O objetivo, segundo o executivo, não é reduzir o quadro de funcionários, mas aumentar a produtividade das equipes.

“A proposta não é essa. A proposta é otimizar, fazer melhor com o que a gente tem em mãos”, afirmou.

A adoção da IA em atividades diretamente relacionadas à engenharia, no entanto, avança de maneira mais cautelosa.

A ERG estuda aplicações técnicas, inclusive possibilidades relacionadas a medições de volume, mas essas soluções ainda estão em fase de testes e validação. O diretor explica que a complexidade dos serviços prestados exige processos de certificação e verificação antes que novas tecnologias sejam incorporadas aos produtos oferecidos aos clientes.

“Algumas fases de testes a gente está levando para os produtos, mas ainda em validação”, disse.

Por enquanto, portanto, o SimIA é uma ferramenta predominantemente interna. A empresa aproveitou a Exposibram para apresentar a iniciativa e ampliar a discussão sobre possíveis aplicações junto às mineradoras.
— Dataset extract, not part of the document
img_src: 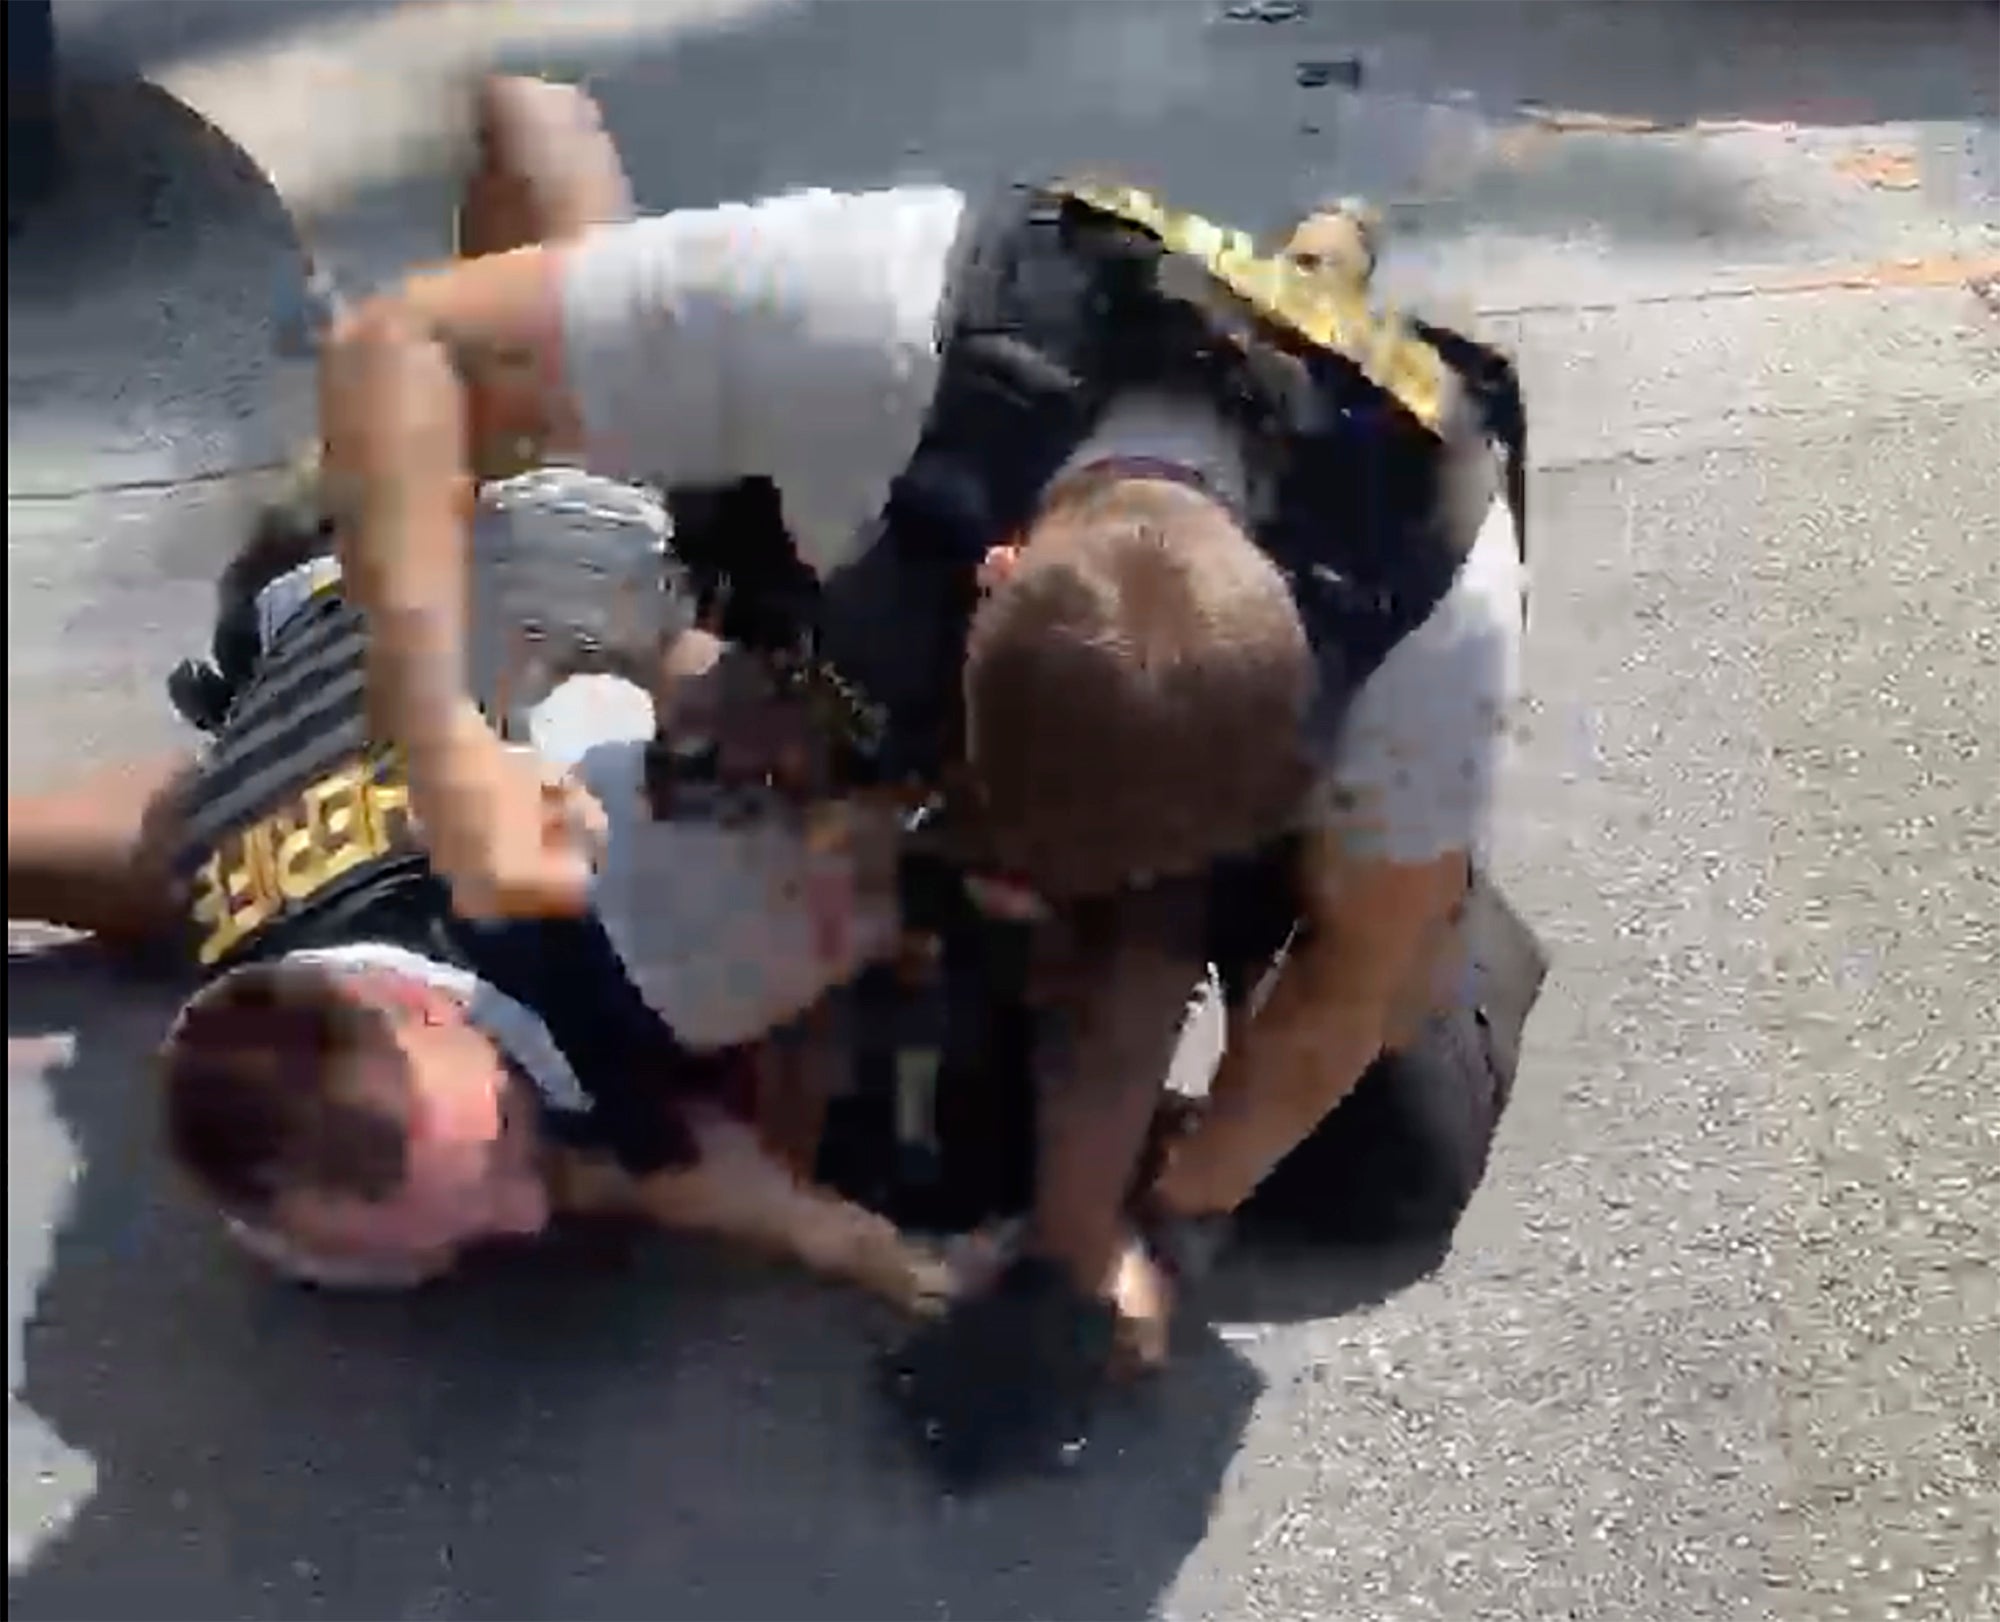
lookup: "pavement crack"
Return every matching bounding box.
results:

Mineração representa 80% dos clientes

A ERG completa 40 anos em 2026 e tem na mineração seu principal mercado. Segundo Guilherme, aproximadamente 80% da carteira de clientes da companhia está ligada ao setor mineral.
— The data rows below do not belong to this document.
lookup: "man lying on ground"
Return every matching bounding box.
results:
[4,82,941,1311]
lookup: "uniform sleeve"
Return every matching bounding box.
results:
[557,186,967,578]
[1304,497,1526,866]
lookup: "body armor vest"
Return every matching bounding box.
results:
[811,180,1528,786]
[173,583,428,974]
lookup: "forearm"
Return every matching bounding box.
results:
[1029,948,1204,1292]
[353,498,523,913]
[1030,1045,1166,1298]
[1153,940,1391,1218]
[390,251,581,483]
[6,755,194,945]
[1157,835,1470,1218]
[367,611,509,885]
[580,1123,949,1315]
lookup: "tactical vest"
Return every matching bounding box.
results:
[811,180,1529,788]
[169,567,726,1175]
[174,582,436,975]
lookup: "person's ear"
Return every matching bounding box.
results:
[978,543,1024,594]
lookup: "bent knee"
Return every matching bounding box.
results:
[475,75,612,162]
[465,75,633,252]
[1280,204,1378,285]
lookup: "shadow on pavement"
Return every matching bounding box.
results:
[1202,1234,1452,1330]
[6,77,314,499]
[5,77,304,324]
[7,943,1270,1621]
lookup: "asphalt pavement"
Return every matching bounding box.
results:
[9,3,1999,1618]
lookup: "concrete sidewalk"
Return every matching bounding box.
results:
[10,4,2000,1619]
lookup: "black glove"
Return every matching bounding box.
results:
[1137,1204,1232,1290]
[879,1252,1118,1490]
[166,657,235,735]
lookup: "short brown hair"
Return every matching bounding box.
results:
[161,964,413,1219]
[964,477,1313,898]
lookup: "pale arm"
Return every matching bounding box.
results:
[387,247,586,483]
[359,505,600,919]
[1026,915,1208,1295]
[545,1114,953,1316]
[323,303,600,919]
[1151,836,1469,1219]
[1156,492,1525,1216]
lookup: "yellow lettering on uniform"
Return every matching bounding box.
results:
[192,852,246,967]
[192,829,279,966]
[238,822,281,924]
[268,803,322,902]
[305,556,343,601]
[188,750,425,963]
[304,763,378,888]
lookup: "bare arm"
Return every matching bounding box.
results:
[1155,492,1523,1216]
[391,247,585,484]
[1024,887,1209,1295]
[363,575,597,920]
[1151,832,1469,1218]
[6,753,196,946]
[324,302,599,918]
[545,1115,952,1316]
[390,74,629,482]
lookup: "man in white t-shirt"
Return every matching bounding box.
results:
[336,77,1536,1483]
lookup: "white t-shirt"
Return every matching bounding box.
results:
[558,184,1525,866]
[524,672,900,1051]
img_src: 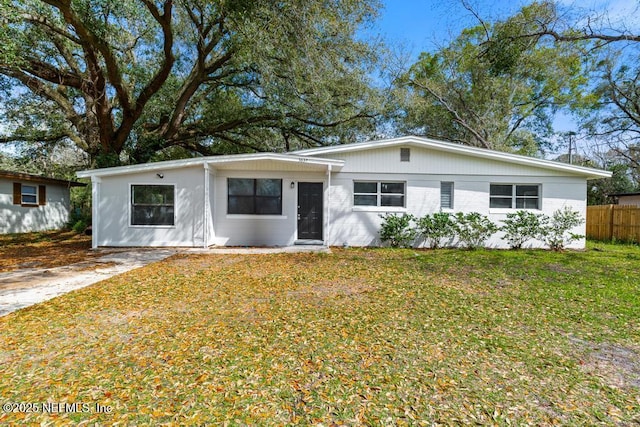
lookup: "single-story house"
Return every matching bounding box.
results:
[76,136,611,249]
[611,192,640,207]
[0,170,86,234]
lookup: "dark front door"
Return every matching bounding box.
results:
[297,182,323,241]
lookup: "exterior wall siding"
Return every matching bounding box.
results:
[327,146,566,176]
[211,170,326,246]
[327,172,586,249]
[95,167,205,246]
[0,179,71,234]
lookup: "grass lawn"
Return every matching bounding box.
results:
[1,242,639,425]
[0,230,92,272]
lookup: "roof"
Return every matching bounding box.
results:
[0,170,86,187]
[76,152,344,178]
[294,136,612,179]
[610,192,640,197]
[76,135,613,180]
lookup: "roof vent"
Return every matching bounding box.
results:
[400,148,410,162]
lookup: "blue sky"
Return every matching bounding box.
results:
[372,0,640,61]
[369,0,640,156]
Entre as empresas atendidas, o executivo cita Vale, Samarco, Usiminas, CSN, AngloGold Ashanti e ArcelorMittal.

A atuação da ERG é dividida principalmente entre geotecnologias, engenharia e meio ambiente. Os serviços acompanham diferentes etapas dos projetos, desde levantamentos de campo e licenciamento até supervisão de obras, operação ambiental, recuperação de áreas degradadas e resgate de fauna e flora.

Segundo Moraes, cerca de 20% do portfólio está concentrado em geotecnologias, enquanto os outros 80% se dividem entre engenharia e meio ambiente.

A entrada da inteligência artificial nesse conjunto de atividades ainda acontece de forma gradual. Na ERG, a estratégia inicial tem sido começar por processos internos em que a tecnologia pode reduzir tarefas operacionais e liberar tempo das equipes, enquanto aplicações que interferem diretamente nas entregas técnicas passam por uma etapa mais longa de validação.